Per una riforma dei prelievi forzosi
Bambini prelevati con la forza: solo in casi eccezionali
Va cambiato il modo con cui in Italia i minorenni vengono allontanati dalle famiglie disfunzionali. In particolare, quando si fa ricorso alla forza pubblica. A sostenerlo, in più occasioni, è stata l’Autorità garante Marina Terragni.

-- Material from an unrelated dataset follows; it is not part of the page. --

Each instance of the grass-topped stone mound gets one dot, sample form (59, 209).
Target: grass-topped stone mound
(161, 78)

Un argomento che, a fine luglio, è stato anche al centro di un tavolo di confronto con i ministri per la famiglia Eugenia Roccella, della giustizia Carlo Nordio e il sottosegretario dell’interno Wanda Ferro.
Al convegno “Famiglia e minori: il libro bianco per la formazione sulla violenza”, tenutosi lo scorso ottobre a Torino, Terragni ha denunciato l’uso improprio dell’intervento della forza pubblica nei casi di rifiuto da parte del minore di incontrare un genitore, spesso ricondotto a presunte condotte ostative della madre. Ha ricordato che il principio dell’ascolto del minore, sancito dalla legge, non può essere aggirato, e ha citato sentenze che ne ribadiscono l’imprescindibilità.
L’Autorità garante ha inoltre criticato l’uso di concetti ascientifici come l’alienazione parentale e la reunification therapy, definite “forme di tortura” da esperti Onu, e ha segnalato come le denunce di violenza possano penalizzare chi le presenta. In conclusione, ha invitato a riflettere sul concetto di bigenitorialità, affinché i diritti dei genitori non prevalgano su quelli dei minori. Sollecitata anche la formazione degli operatori e l’attivazione di un osservatorio presso l’Autorità garante.
L’obiettivo prioritario, secondo Terragni, deve essere la riduzione al minimo dei prelievi dei minorenni, considerandoli misure eccezionali, temporanee e non routinarie. È necessario costruire un sistema efficace di supporto alle famiglie in difficoltà e, se opportuno, di sostegno al genitore. Tale approccio comporterebbe un minore impatto sulla spesa pubblica rispetto al ricorso alle case famiglia. Fondamentale, infine, sarà la disponibilità di dati aggiornati sui prelievi.